Lo spettro del Califfo che spaventa l’Occidente
Il fronte anti-Damasco è composito: molti gruppi fondamentalisti sono confluiti nel sedicente Stato islamico, ma altri ne sono rimasti fuori, primo fra tutti il fronte Al Nusra, braccio locale di Al Qaeda, che in certe occasioni si è scontrato frontalmente con le truppe di Al Baghdadi, rivendicando l’egemonia della lotta ad Assad. In ballo non c’è solo il potere locale, che sia all’interno di un Califfato o sotto altre forme: ci sono anche i finanziamenti dei Paesi sunniti, del Qatar e del regime saudita prima di tutto. Marginale sembra invece il ruolo dei ribelli cosiddetti “moderati”, ricercati, sostenuti e armati dagli Stati Uniti, ma all’apparenza privi di consistenza e radicamento. Anche dall’altra parte del fronte sono presenti gruppi non statuali: oltre alle milizie libanesi filo-iraniane di Hezbollah, che hanno esperienza militare e sono bene armate, sono presenti anche milizie sciite del sud Iraq.
Peculiare è il ruolo delle milizie curde, decise a combattere lo Stato Islamico ma allo stesso tempo a ribadire la volontà di autonomia. Anche lo schieramento curdo è frammentato: si va dai guerriglieri marxisti del Pkk, radicati in Turchia, ai peshmerga vicini al Pdk, alleati del turco Erdogan.

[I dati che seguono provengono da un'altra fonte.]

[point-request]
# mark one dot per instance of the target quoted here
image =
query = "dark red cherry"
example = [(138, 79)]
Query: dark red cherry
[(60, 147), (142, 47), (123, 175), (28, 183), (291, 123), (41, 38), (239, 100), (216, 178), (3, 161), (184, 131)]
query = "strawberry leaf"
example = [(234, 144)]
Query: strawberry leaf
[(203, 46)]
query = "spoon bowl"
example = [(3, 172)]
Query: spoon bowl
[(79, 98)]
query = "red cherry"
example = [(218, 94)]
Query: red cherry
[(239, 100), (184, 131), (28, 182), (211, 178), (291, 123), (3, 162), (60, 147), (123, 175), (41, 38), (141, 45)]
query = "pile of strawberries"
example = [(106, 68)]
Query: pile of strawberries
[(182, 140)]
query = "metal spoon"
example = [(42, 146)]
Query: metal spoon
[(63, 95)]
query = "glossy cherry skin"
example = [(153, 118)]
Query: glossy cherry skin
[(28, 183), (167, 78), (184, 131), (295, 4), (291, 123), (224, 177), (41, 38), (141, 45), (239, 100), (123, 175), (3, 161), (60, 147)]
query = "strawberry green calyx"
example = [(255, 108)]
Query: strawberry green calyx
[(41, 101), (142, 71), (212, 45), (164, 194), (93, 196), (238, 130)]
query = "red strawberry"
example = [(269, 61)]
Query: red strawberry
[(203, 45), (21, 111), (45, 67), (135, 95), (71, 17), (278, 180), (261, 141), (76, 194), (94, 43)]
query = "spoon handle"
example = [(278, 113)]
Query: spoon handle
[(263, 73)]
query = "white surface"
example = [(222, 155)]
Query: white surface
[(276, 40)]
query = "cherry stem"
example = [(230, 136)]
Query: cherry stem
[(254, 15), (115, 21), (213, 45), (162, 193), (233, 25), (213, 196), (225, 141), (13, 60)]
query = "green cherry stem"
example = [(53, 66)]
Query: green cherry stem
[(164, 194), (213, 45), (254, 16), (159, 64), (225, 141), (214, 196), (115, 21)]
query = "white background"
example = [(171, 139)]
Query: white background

Stati Uniti e Russia padroni del negoziato
Stati Uniti e Russia, ma anche Arabia Saudita, Turchia, Iran e Unione europea: il numero dei paesi coinvolti negli ultimi round negoziali sulla Siria dice molto dell’importanza di questa crisi. In particolare, il modo in cui da settimane Russia e Stati Uniti stanno negoziando sulla Siria dimostra una cosa: fosse per loro un accordo potrebbe essere trovato. Obama vuole la sostituzione di Assad, ma non vuole il crollo del regime di Assad. Non crede che i ribelli anti-governativi sostenuti da Turchia e Arabia Saudita siano in grado di evitare in Siria un vuoto stile-Libia in cui lo Stato islamico potrebbe allargarsi. La Russia invece vuole che Assad resti al potere.
Nonostante questa differenza di fondo, qualche giorno fa a Monaco è stata raggiunta una tregua temporanea: se i piani negoziati verranno rispettati (De Mistura ieri è volato a Damasco), dovrebbe iniziare entro venerdì. L’esercito di Assad e la Russia dovrebbero rallentare il ritmo degli attacchi. Ma questo non placa Turchia e Arabia Saudita, desiderose di sbarazzarsi di Assad e di imporsi sull’asse sciita (Hezbollah, Iran, in parte Iraq) che sostiene Damasco.
Il fiume dei profughi mette in scacco l’Europa
Dietro alla crisi militare e politica c’è quella umanitaria: secondo gli ultimi report, le vittime della guerra in Siria sono quasi 470mila.
Migliaia di persone soffrono la fame e hanno bisogno di assistenza: entro poche ore l’Onu saprà se potrà far partire i primi convogli umanitari, come stabilito dall’accordo di Monaco. Per far partire i convogli sarà necessario negoziare tregue locali con il governo e con i ribelli.
Se gli aiuti non arriveranno, l’effetto sarà ingrossare il fiume di profughi in fuga verso i confini della Turchia e della Giordania. Con un effetto che avrà delle conseguenze non solo sulla stabilità della regione mediorientale, ma anche sulla stessa saldezza politica dell’Europa.
Alle conseguenze umanitarie, si affiancano quelle politiche, anche queste ben più ampie dei confini siriani: il conflitto ha accelerato lo scontro diretto tra due fronti regionali. Da una parte l’asse sciita Iran, Iraq, Hezbollah libanesi e milizie sciite afgane sotto la protezione della Russia. Dall’altra un’alleanza non omogenea fra Arabia Saudita, Turchia, Emirati, Qatar che però non ha il pieno sostegno degli Usa.